A guide to the legal side of memo documents, and how to make sure they’re as solid as possible.
Credit memoranda are commonly used in the jewelry industry with good reason — they enhance inventory control and represent cost savings. But drafting missteps can invalidate the memo, putting substantial sums of money at risk. To be enforceable, credit memos must comport with the Uniform Commercial Code (UCC) — the law governing business transactions.
The key documents necessary for a successful credit memo are a written agreement — the memo itself — and a UCC-1 financing statement to let creditors know that the supplier has a security interest in the jewelry.
Five elements of an enforceable memo
Now that we’ve established the need for a written document, let’s make sure all the provisions are in place.
1. Names and addresses
First and foremost, all jewelry consignment memoranda must be in writing, must identify the parties correctly, and must be signed by the merchant. Without this signature, the memo will not be enforceable.
2. Payment terms
Payment terms must be set forth in exacting detail, including amount, form of payment, date payment is due, and interest terms, if any. The interest terms are commonly invoked if payment is late or is not a lump sum.
3. Description of the property
A detailed description of the property should appear on the face of the memo. Photograph the jewelry, if possible, and append it to the credit memo as an exhibit.
4. Losses and insurance
The memo should establish liability in the event of inventory getting lost, stolen, or damaged. In particular, it can stipulate whether the supplier or merchant bears the responsibility if any of those occurs in transit. To ensure the inventory is protected from these risks, both the supplier and merchant should have a jeweler’s block insurance policy. Always confirm that your counter-party has insurance!
5. Merchant bankruptcy
Suppliers should include a clause specifying that the jewelry shall remain the property of the supplier in the event that the merchant files for bankruptcy. Further, the clause should state that the supplier will file a UCC-1 financing statement.
In Short
Never take shortcuts when drafting a memo, even if you are doing business with a counter-party you know well. Always make sure that:
- Memos are in writing and signed by the merchant.
- They contain specific provisions for payment, loss, theft, damage (especially during transit), and bankruptcy.

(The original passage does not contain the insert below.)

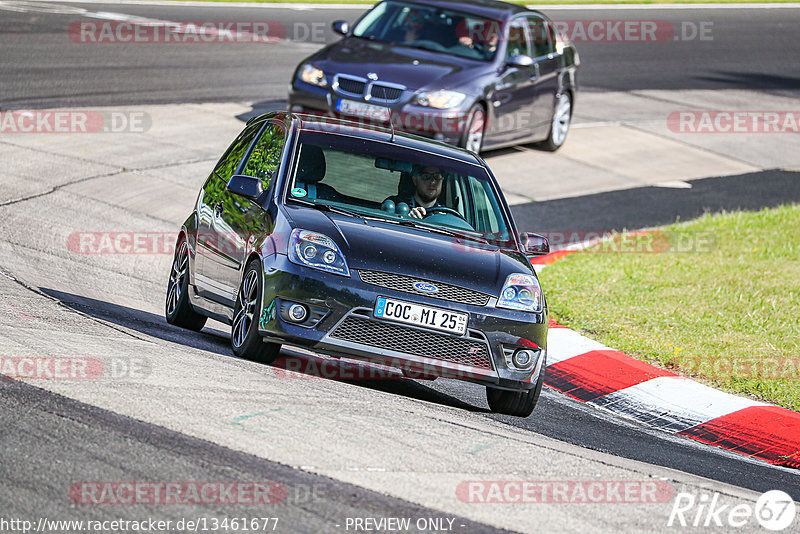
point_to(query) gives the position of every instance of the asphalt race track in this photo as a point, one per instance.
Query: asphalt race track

- The supplier fi les a UCC-1 statement covering the inventory, thereby perfecting a security interest in the merchandise.
- Both parties have comprehensive insurance coverage and provide evidence of the same before the goods are transferred.
- You perform credit checks and background checks on parties with whom you have not previously done business.
When in doubt, consult an attorney with experience drafting credit memos.
UCC-1: Making a Statement
To document ownership of the jewelry once it’s in the merchant’s hands, the supplier must file a UCC-1 financing statement with the secretary of state in the jurisdiction where the merchant is incorporated and does business. This is known in legal parlance as “perfecting the security interest” — meaning that should the merchant go bankrupt while in possession of the jewelry, it will not be mislabeled as an asset of the merchant.
Further, the supplier’s right to the property will take precedence over the rights of other creditors. The one-page form requires the merchant’s name and mailing address and a description of the memo items the financing statement covers. Any changes to names and mailing addresses must be updated within four months.
The UCC-1 form is valid for five years, though the jewelry is unlikely to be in the merchant’s possession for that long.